The entire world of international politics is filled with these “inconsistencies”; it is pretty much equivalent to them. If people reacted to pronouncements on world affairs the way they do to friends and family, discussion would be crippled. Every sentence would be interrupted with an eye roll or a guffaw. Take a few more examples from the past week.
On Monday, The Globe and Mail’s Paul Adams wrote from the region, “Israel is digging in for an indefinite reoccupation of Palestinian cities and towns . . . in an effort to halt terrorist attacks.” Now that is clearly the motive Israel gives for its action, but Paul Adams presents it as a fact, like the reoccupation itself. It may seem a small point but you’d never let it slip by in private conversation, if you knew it was false. “So you claim,” you would say.
I’d argue the purpose of the reoccupation cannot be to halt terror, since it is guaranteed to lead to further terror, now or down the road. Take at random a report in Ha’aretz this week that three children in Jenin, aged six, six, and twelve, were killed by Israeli soldiers in a tank — two were riding their bikes and one on a shopping trip with her dad — when they thought the Israeli curfew had been lifted for a few hours.
It doesn’t matter a damn whether the army meant to kill these kids; the event creates future terrorists with certainty and the Ariel Sharon government must know it. Ergo they have another purpose, which is to serve their true policy objective, as enunciated by their party convention last month: to impose full Israeli control on the area and pre-empt a genuine Palestinian state. As a cost, they seem quite willing to accept future terror bombings.
In the National Post yesterday, Andrew Coyne wrote, “Israel wants peace . . . of that there can be no doubt. But it cannot be expected to negotiate with a leader who manifestly wants nothing of the kind.” Now this, too, if it were said about people you know around the water cooler (I know, I know, they don’t exist any more) would leave you slack-jawed.

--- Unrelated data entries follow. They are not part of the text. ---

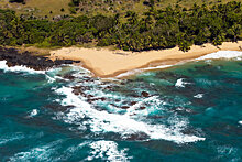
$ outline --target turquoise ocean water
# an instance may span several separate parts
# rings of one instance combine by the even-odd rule
[[[106,80],[1,61],[0,161],[242,161],[241,56]]]

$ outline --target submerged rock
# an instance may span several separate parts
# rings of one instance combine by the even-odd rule
[[[0,47],[0,61],[7,61],[8,66],[24,65],[26,67],[36,71],[45,71],[63,64],[79,63],[79,61],[70,61],[70,60],[52,61],[44,56],[34,56],[30,52],[21,53],[16,48],[3,48],[3,47]]]

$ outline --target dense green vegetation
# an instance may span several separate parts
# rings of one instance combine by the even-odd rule
[[[0,44],[70,46],[92,43],[114,45],[125,51],[146,51],[179,46],[188,51],[193,44],[242,39],[242,4],[194,4],[189,10],[175,8],[156,10],[152,1],[142,15],[128,11],[124,17],[63,17],[59,21],[34,17],[18,17],[14,11],[0,10]],[[122,20],[122,21],[121,21]]]

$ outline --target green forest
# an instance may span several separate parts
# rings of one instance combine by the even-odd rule
[[[59,20],[16,15],[12,10],[0,10],[0,44],[38,47],[72,46],[91,43],[116,46],[124,51],[148,51],[179,46],[184,52],[193,44],[242,40],[242,4],[194,4],[186,9],[177,4],[124,15],[64,15]]]

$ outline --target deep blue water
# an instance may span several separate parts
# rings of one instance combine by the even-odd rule
[[[16,69],[0,69],[0,161],[242,161],[240,60],[108,80]]]

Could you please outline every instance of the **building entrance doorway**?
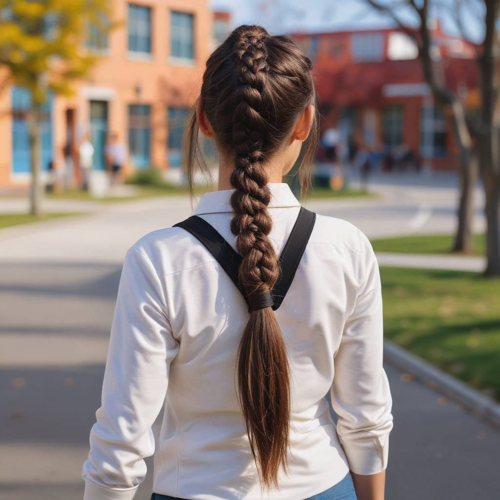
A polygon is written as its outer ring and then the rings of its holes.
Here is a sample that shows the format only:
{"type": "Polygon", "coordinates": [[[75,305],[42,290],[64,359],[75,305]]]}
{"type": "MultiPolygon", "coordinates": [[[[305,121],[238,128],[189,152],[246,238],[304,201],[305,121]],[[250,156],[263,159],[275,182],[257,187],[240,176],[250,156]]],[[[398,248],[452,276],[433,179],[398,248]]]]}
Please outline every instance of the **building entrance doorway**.
{"type": "Polygon", "coordinates": [[[106,148],[108,135],[108,101],[91,100],[90,142],[94,148],[94,168],[105,170],[106,148]]]}

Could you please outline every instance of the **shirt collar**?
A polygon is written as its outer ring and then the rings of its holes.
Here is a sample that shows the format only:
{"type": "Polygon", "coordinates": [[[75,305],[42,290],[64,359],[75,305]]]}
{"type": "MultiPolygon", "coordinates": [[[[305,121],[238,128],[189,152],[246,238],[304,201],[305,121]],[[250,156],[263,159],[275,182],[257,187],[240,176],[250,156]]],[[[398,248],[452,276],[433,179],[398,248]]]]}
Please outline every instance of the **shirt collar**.
{"type": "MultiPolygon", "coordinates": [[[[268,208],[300,206],[300,202],[286,182],[270,182],[268,186],[271,192],[271,200],[268,206],[268,208]]],[[[196,204],[193,214],[232,212],[230,198],[235,190],[234,189],[226,189],[204,193],[196,204]]]]}

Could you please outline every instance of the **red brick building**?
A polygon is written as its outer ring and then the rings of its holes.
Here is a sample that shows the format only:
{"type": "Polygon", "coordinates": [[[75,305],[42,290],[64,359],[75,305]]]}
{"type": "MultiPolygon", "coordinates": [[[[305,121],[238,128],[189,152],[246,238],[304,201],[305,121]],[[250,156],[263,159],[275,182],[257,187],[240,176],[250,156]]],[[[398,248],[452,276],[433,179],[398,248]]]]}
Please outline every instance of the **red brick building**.
{"type": "MultiPolygon", "coordinates": [[[[412,40],[398,29],[306,34],[294,38],[314,64],[322,128],[355,135],[370,148],[409,148],[434,169],[454,167],[449,117],[434,104],[412,40]]],[[[433,58],[441,82],[476,105],[474,48],[432,29],[433,58]]]]}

It may be true — but of Ariel Sharon, not Yasser Arafat. It is Ariel Sharon who opposed every peace initiative of the past twenty years, openly and proudly. He has waffled only in recent months, and only in words, not deeds. Yasser Arafat, on the other hand, has been trying to make a deal for longer than that.
The Israelis used to accuse him of secretly writing the United Nations (UN) resolutions calling for a two-state solution. He signed the Oslo accord despite its gaping silence on key issues for his side. His reputation among his own people is for being compliant and slavish, hence the rise of so much opposition and their reluctant support when he’s besieged.
Refining his vision on Wednesday, the U.S. President said about the Palestinian leader: “If there is leadership compromised by terror, we won’t be on the path to peace.” Well, excuse me — you might say if you were at a barbecue — but isn’t Israel’s leader, whom you call a “man of peace,” indirectly responsible, according to his own country’s official inquiry, for massacres of civilians in Beirut twenty years ago?
And wasn’t Israel’s Menachem Begin, who made the fabled breakthrough to peace with Egypt, an unrepentant terrorist with blood on his hands? Apparently being compromised by terror does not always disqualify a leader in pursuit of peace.
The point is people get away with idiocy (“inconsistency”) in world affairs that would never fly at the breakfast table. A lot of this is similar to what used to be called the Big Lie technique practised by Nazi Germany: You say something absurd, then keep repeating it.
In fact, in a more refined version, I’d say that’s the nature of propaganda that governments routinely use. You don’t just restate the baloney, though; you must speak it with utter confidence, then be backed up by fiercely independent sources such as respected news media, while impatiently dismissing any skeptics. The result is to cow people with phrases (“of that there can be no doubt”) into distrusting their own reactions to your bull.